Zurzeit tourt die niederländische Anarcho-Punk- und Weltmusikband The Ex durch Europa und feiert ihr 40-jähriges Jubiläum. Über die Jahrzehnte hat sich die Musik der Amsterdamer enorm weiterentwickelt, zum rohen Punk-Sound der Anfangstage kamen Elemente von Noise und Free Jazz über osteuropäische und türkische Melodien und zuletzt äthiopische und eritreische Elemente hinzu. Ihre Experimentierfreude führte schon zu Kooperationen mit weit bekannteren Musikerkollegen, ob Avantgarde-Cellist Tom Cora oder die US-Alternative-Ikone Sonic Youth. The Ex brechen gängige Rockstrukturen auf, verlassen starre Rhythmen und Schemen – und mit für diesen immer wieder wilden und überraschenden Sound sorgt an den Drums seit 35 Jahren eine gebürtige Schorndorferin: Katherina Bornefeld, kurz Kat.

Einen Anteil an diesem Werdegang hat auch der Club Manufaktur, der in den 1970ern dafür sorgte, dass Schorndorf ein Mekka der linken Gegenkultur und die heimliche Rockhauptstadt im Südwesten war. "Ab 1975 ging ich in das Jugendzentrum Hammerschlag und in die Manufaktur", erzählt Kat. "Die internationalen Bands, Theater und politische Diskussionen haben mir die Augen geöffnet. Diese Lebensschule hat mir gezeigt, dass die Welt veränderbar ist."

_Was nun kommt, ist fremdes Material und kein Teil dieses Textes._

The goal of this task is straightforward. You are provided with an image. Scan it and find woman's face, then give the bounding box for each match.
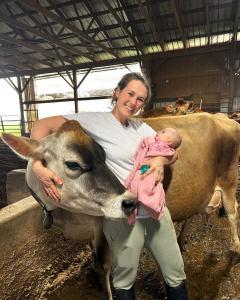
[113,80,148,123]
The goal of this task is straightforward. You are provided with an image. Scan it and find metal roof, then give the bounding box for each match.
[0,0,240,77]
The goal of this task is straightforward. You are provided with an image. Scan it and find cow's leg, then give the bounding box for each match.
[93,218,113,300]
[220,187,240,254]
[177,217,193,251]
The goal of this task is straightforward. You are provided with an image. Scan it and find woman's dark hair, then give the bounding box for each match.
[112,72,151,105]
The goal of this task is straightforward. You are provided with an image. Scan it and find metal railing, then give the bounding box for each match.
[0,115,22,135]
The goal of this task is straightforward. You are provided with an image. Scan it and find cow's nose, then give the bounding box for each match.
[122,199,137,216]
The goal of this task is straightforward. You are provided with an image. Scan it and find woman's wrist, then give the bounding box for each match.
[32,159,44,171]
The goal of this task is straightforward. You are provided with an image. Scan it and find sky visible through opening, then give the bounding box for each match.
[0,64,141,119]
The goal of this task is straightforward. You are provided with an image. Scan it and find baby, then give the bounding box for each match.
[124,128,182,224]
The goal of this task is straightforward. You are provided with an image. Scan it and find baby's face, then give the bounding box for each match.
[157,128,178,146]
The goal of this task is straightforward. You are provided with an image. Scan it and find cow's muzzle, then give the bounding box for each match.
[122,199,137,216]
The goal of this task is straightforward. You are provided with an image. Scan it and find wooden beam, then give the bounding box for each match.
[0,33,71,63]
[204,0,210,45]
[232,1,240,41]
[0,43,234,77]
[24,0,116,57]
[0,45,53,67]
[0,12,93,60]
[138,0,164,51]
[0,54,31,70]
[84,0,119,58]
[171,0,187,48]
[102,0,144,54]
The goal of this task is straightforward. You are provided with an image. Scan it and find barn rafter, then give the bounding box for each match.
[0,0,240,77]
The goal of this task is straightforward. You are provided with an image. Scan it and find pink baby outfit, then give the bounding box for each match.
[124,137,175,224]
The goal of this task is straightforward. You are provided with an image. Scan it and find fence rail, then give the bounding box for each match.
[0,115,21,135]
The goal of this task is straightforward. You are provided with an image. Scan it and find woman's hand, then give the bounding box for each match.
[141,152,178,183]
[33,160,63,202]
[141,156,164,183]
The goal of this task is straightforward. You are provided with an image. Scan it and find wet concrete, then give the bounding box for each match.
[44,210,240,300]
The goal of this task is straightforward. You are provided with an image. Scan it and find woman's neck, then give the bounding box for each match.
[112,108,129,126]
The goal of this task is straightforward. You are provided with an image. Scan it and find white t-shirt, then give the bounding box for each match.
[63,112,156,216]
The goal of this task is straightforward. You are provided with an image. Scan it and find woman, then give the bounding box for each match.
[32,73,187,300]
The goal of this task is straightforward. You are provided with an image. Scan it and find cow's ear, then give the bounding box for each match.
[165,104,174,113]
[188,101,194,109]
[2,133,42,159]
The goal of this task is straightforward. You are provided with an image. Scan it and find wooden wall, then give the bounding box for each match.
[143,51,240,112]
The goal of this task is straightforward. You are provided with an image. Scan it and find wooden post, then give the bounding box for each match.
[17,76,26,135]
[73,70,79,113]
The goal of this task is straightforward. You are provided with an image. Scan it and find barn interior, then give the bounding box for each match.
[0,0,240,134]
[0,0,240,300]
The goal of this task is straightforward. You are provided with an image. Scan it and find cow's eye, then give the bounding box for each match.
[65,161,82,171]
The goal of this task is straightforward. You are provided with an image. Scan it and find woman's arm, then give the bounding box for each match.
[31,116,66,201]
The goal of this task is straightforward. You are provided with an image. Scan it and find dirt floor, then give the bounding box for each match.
[40,209,240,300]
[0,142,240,300]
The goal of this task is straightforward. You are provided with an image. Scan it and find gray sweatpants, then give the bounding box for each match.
[103,207,186,289]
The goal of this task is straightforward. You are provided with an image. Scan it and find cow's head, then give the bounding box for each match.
[3,121,135,218]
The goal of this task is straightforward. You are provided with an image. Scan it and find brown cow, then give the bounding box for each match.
[1,113,240,298]
[144,113,240,253]
[141,98,193,118]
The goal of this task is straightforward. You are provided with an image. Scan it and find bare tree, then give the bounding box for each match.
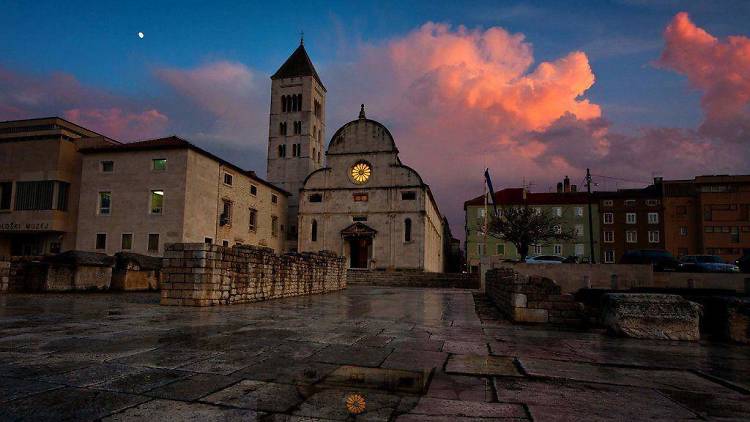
[487,206,575,261]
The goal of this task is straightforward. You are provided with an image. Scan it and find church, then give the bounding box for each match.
[267,43,446,272]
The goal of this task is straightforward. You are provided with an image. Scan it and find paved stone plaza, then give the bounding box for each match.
[0,287,750,421]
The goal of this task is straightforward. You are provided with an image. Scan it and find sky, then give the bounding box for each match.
[0,0,750,236]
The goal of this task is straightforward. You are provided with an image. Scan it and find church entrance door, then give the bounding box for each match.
[349,237,372,268]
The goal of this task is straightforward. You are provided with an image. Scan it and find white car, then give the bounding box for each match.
[526,255,565,264]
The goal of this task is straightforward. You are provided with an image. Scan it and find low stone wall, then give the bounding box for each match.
[347,270,479,289]
[485,268,585,325]
[161,243,346,306]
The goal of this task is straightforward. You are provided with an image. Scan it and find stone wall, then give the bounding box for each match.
[485,268,585,325]
[347,270,479,289]
[161,243,346,306]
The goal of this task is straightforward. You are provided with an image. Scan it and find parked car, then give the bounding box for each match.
[526,255,566,264]
[734,254,750,273]
[680,255,740,273]
[620,249,682,272]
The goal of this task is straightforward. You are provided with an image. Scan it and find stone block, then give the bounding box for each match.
[602,293,701,341]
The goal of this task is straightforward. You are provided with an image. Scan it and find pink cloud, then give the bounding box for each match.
[63,108,169,139]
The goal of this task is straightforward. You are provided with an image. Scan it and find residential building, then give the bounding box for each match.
[464,177,599,271]
[0,117,117,256]
[299,105,445,272]
[664,175,750,261]
[76,136,288,255]
[594,180,665,264]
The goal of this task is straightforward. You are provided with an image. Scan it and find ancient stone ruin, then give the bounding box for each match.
[161,243,346,306]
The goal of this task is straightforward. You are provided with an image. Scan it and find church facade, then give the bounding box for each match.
[298,106,445,272]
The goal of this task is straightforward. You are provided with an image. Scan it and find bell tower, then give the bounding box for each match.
[266,39,326,251]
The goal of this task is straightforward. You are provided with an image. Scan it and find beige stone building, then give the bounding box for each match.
[298,106,444,272]
[0,117,117,256]
[76,137,288,255]
[266,43,326,251]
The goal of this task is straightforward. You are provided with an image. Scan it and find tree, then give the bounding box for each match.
[487,206,575,261]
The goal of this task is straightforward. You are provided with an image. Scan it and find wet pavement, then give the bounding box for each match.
[0,287,750,421]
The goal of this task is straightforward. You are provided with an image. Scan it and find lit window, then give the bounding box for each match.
[248,208,258,232]
[96,233,107,250]
[151,190,164,214]
[120,233,133,251]
[148,233,159,252]
[99,192,112,215]
[151,158,167,171]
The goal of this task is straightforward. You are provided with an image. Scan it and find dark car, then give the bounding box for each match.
[620,249,682,271]
[680,255,740,273]
[734,254,750,273]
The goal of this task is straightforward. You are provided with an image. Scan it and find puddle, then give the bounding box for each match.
[318,365,430,395]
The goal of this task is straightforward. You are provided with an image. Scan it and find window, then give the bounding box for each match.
[219,199,232,226]
[99,192,112,215]
[307,193,323,202]
[96,233,107,250]
[15,180,55,211]
[271,215,279,237]
[576,243,584,256]
[120,233,133,251]
[151,190,164,214]
[247,208,258,232]
[151,158,167,171]
[0,182,13,210]
[148,233,159,252]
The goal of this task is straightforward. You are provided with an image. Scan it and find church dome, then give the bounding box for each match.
[327,104,398,155]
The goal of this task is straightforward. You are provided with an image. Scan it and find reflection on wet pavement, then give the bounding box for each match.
[0,287,750,421]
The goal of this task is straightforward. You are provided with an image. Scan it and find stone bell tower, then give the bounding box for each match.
[266,40,326,251]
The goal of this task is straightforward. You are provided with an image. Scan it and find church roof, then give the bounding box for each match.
[271,43,325,89]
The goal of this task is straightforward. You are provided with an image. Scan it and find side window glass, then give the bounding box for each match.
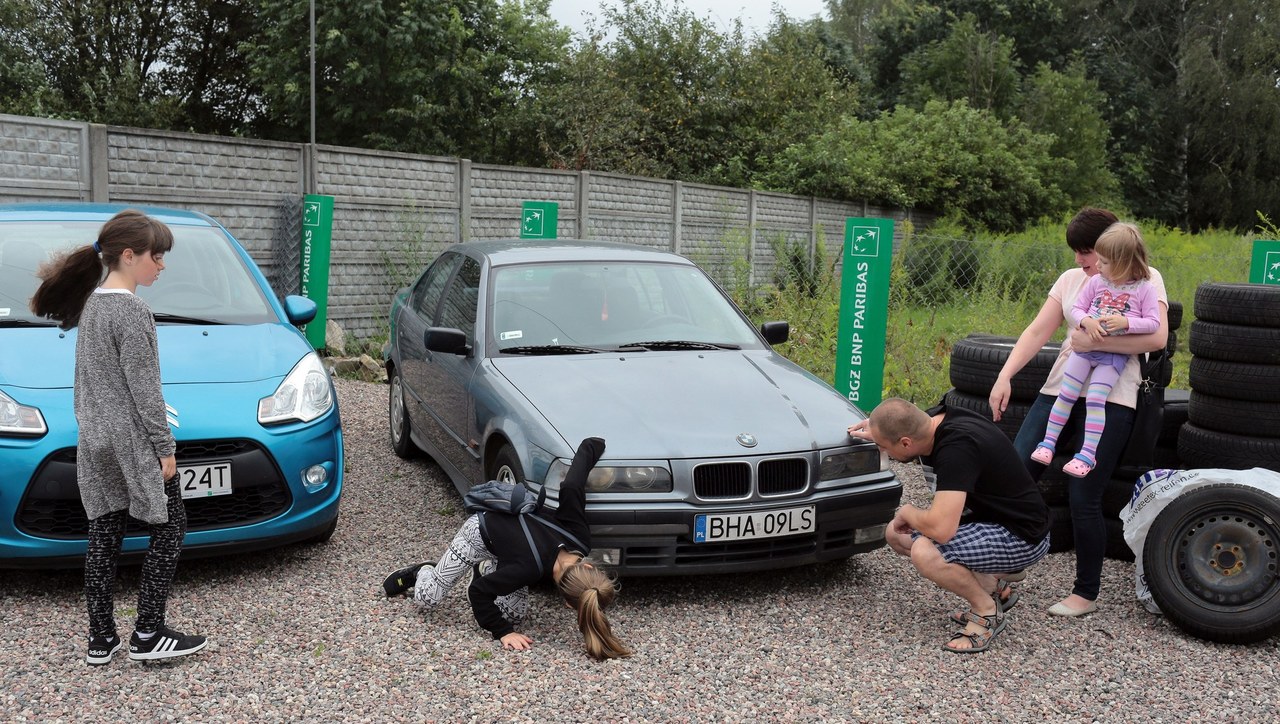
[412,253,460,325]
[440,257,480,342]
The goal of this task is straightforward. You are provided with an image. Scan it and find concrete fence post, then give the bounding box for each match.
[88,123,111,203]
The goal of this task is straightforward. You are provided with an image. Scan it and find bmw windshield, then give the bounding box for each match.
[489,261,764,354]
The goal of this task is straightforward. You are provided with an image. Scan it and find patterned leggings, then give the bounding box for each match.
[84,476,187,636]
[413,515,529,626]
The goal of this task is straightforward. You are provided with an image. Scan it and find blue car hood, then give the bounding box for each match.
[0,324,311,389]
[492,350,863,459]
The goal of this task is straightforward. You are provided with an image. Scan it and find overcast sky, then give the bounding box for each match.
[552,0,827,35]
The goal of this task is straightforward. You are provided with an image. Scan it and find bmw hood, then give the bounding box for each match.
[0,324,311,389]
[492,350,863,459]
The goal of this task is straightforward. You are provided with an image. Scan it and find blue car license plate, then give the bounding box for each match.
[694,505,818,542]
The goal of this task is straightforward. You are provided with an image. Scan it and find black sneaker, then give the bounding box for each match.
[383,560,435,597]
[84,633,124,666]
[129,626,209,661]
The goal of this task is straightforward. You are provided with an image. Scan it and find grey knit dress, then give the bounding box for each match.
[74,289,175,523]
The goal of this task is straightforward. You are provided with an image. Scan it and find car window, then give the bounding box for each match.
[0,221,278,324]
[490,262,760,350]
[439,257,480,342]
[412,253,461,324]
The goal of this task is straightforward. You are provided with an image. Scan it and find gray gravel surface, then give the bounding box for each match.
[0,380,1280,721]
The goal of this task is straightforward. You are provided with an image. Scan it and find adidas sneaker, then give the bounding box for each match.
[129,626,209,661]
[84,633,124,666]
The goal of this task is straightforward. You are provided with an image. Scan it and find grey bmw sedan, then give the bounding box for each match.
[385,240,902,576]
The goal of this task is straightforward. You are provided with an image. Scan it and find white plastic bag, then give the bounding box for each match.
[1120,468,1280,614]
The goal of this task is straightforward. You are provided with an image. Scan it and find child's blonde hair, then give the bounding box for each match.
[1093,221,1151,283]
[559,560,631,661]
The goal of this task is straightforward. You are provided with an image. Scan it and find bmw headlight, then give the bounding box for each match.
[547,459,672,492]
[818,446,883,482]
[0,393,49,436]
[257,352,333,425]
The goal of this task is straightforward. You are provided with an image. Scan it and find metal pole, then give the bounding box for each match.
[311,0,316,146]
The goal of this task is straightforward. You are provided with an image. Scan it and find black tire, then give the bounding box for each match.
[1156,389,1192,448]
[1102,518,1137,563]
[1190,320,1280,365]
[1189,357,1280,402]
[1048,505,1075,553]
[387,367,421,460]
[942,388,1032,440]
[1142,482,1280,643]
[1169,302,1183,334]
[1196,281,1280,327]
[1187,391,1280,437]
[950,334,1059,402]
[489,443,525,484]
[1178,422,1280,471]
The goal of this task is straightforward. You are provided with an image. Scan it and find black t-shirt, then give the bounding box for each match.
[922,404,1048,545]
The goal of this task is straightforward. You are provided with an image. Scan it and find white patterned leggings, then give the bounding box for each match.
[413,515,529,626]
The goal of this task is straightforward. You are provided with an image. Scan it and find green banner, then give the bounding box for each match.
[298,193,333,349]
[1249,239,1280,284]
[833,219,893,412]
[520,201,559,239]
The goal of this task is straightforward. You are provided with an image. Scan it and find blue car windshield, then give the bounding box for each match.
[0,221,278,325]
[489,261,763,354]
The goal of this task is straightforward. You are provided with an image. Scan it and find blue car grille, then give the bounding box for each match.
[15,440,293,539]
[694,458,809,500]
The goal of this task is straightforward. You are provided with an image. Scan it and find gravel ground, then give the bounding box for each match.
[0,380,1280,721]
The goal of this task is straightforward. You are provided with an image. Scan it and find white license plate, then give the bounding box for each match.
[694,505,818,542]
[178,460,232,498]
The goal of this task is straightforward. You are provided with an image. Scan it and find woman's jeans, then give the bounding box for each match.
[1014,394,1134,601]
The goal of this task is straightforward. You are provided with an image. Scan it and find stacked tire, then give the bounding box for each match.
[1143,283,1280,643]
[1178,283,1280,471]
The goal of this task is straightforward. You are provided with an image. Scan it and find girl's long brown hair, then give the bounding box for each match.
[31,209,173,329]
[559,560,631,661]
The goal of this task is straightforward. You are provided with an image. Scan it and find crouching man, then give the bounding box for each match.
[849,398,1048,654]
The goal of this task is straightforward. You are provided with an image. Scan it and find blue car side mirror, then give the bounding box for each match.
[760,322,791,344]
[284,294,319,326]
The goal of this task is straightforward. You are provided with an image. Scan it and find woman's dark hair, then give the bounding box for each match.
[1066,206,1119,252]
[31,209,173,329]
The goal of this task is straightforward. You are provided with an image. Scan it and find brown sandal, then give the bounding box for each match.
[942,604,1005,654]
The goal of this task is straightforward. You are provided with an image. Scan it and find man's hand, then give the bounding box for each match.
[502,631,534,651]
[849,420,876,443]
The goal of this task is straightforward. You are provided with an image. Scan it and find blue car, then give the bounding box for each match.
[0,203,343,568]
[385,240,902,576]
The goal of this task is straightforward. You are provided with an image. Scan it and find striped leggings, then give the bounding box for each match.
[413,515,529,626]
[84,476,187,636]
[1041,354,1120,466]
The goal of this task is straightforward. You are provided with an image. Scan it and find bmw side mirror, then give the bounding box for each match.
[422,326,471,357]
[284,294,317,326]
[760,322,791,344]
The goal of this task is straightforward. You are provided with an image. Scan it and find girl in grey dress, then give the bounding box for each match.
[31,210,206,665]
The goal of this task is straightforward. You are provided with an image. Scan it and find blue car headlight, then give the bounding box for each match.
[257,352,333,425]
[547,459,672,492]
[0,393,49,437]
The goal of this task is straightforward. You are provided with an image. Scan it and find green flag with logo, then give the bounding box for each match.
[298,193,333,349]
[1249,239,1280,284]
[520,201,559,239]
[833,219,893,412]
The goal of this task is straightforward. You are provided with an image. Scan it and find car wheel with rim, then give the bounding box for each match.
[1142,482,1280,643]
[489,444,525,484]
[387,367,419,459]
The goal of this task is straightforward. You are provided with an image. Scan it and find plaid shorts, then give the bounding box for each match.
[911,523,1048,573]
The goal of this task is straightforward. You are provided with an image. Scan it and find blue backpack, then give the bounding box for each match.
[462,480,586,578]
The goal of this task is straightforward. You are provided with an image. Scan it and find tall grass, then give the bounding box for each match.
[726,221,1254,404]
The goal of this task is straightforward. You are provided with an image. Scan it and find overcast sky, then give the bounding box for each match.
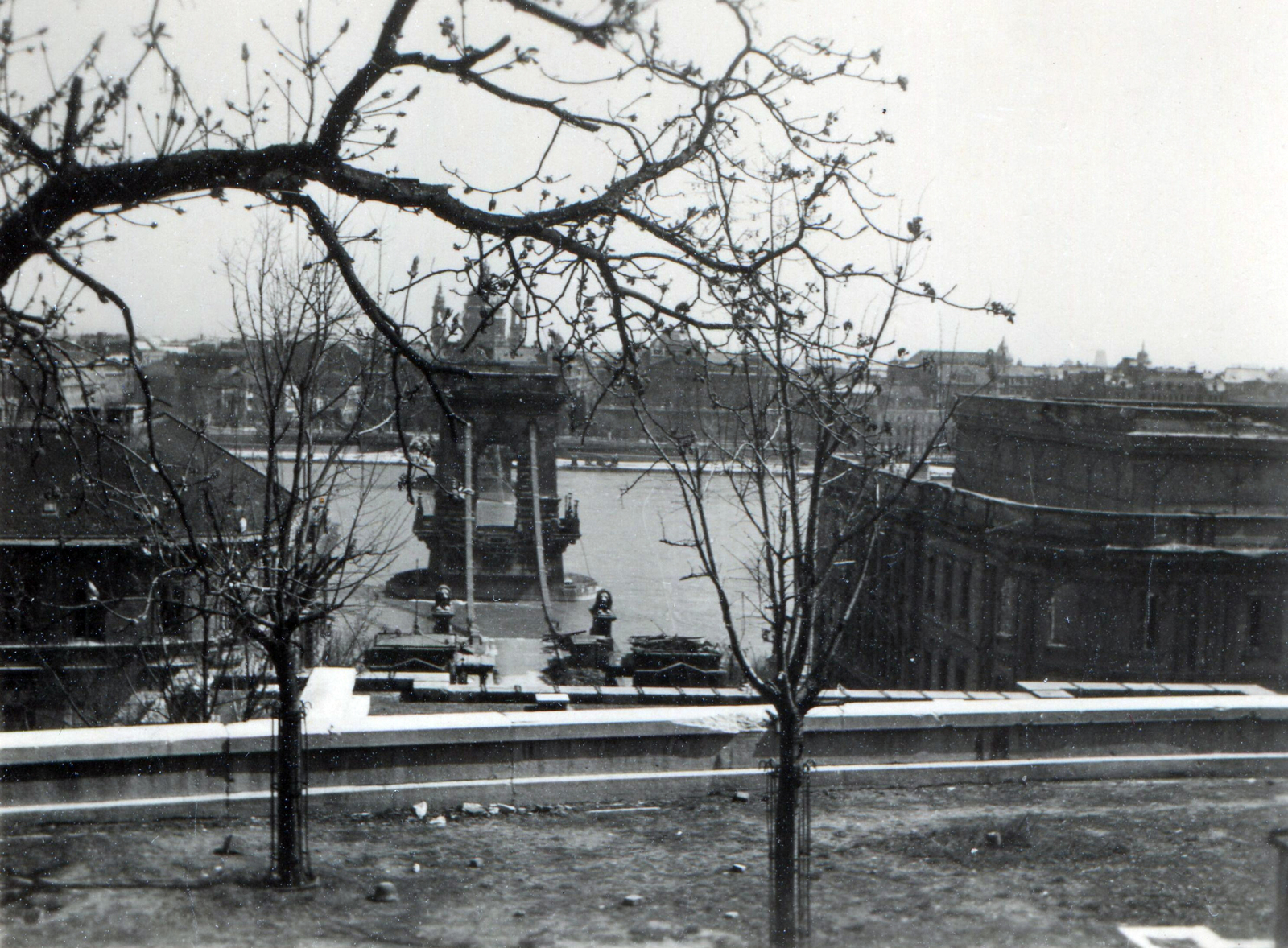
[30,0,1288,369]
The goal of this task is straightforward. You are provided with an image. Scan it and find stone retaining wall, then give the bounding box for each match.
[0,670,1288,819]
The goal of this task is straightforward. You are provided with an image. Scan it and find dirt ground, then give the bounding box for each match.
[0,779,1288,948]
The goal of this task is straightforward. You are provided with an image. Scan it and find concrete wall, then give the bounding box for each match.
[0,678,1288,819]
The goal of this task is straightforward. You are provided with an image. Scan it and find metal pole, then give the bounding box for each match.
[465,421,474,639]
[1270,830,1288,948]
[528,421,555,633]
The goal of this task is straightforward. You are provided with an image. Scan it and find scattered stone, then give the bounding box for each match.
[630,918,684,942]
[519,929,559,948]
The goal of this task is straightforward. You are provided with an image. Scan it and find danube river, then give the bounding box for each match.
[324,464,758,674]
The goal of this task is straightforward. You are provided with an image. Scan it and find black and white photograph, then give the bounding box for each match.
[0,0,1288,948]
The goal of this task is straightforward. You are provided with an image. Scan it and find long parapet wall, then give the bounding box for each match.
[0,670,1288,819]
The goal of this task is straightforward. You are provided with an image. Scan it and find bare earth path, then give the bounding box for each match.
[0,779,1288,948]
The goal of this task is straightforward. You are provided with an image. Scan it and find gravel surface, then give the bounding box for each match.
[0,779,1288,948]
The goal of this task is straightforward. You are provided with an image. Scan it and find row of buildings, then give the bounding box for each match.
[837,395,1288,690]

Von Schorndorf zog es die damals 20-Jährige 1981 nach Stuttgart. Dort trommelte und sang sie bei den Bands Masturbation, Leblose Blicke und 1982 und 1983 bei 3Musketiere. Mit Masturbation spielte Kat vor dem Gefängnis in Stuttgart Stammheim, aus Solidarität mit den Gefangenen der RAF und um gegen die Haftbedingungen zu protestieren.

Die schwäbische Punkszene als Nährboden

"Alles war erlaubt, bunt, verrückt und auffällig. Es machte Spaß, sich Normen zu entziehen und eigenwillige Kreationen zu entwerfen. Ich war schnell akzeptiert", sagt Kat. Die schwäbische Punkszene habe für sie den Nährboden geschaffen, zur selbstbewussten Frau zu reifen. Nicht alle kamen damals mit der Geschwindigkeit mit, in der Punk verkrustete Denkmuster aufbrach. Viele Jungs steckten noch in ihren Rollenklischees und alberten herum, wenn sich Punkfrauen auf die Bühne wagten – die andererseits bei Bands wie Siouxsee and the Banshees, Blondie oder The Slits schon selbstverständlich waren. Auch in Stuttgart gab es damals schon eine reine Frauenpunkband, nämlich Frauenklinik.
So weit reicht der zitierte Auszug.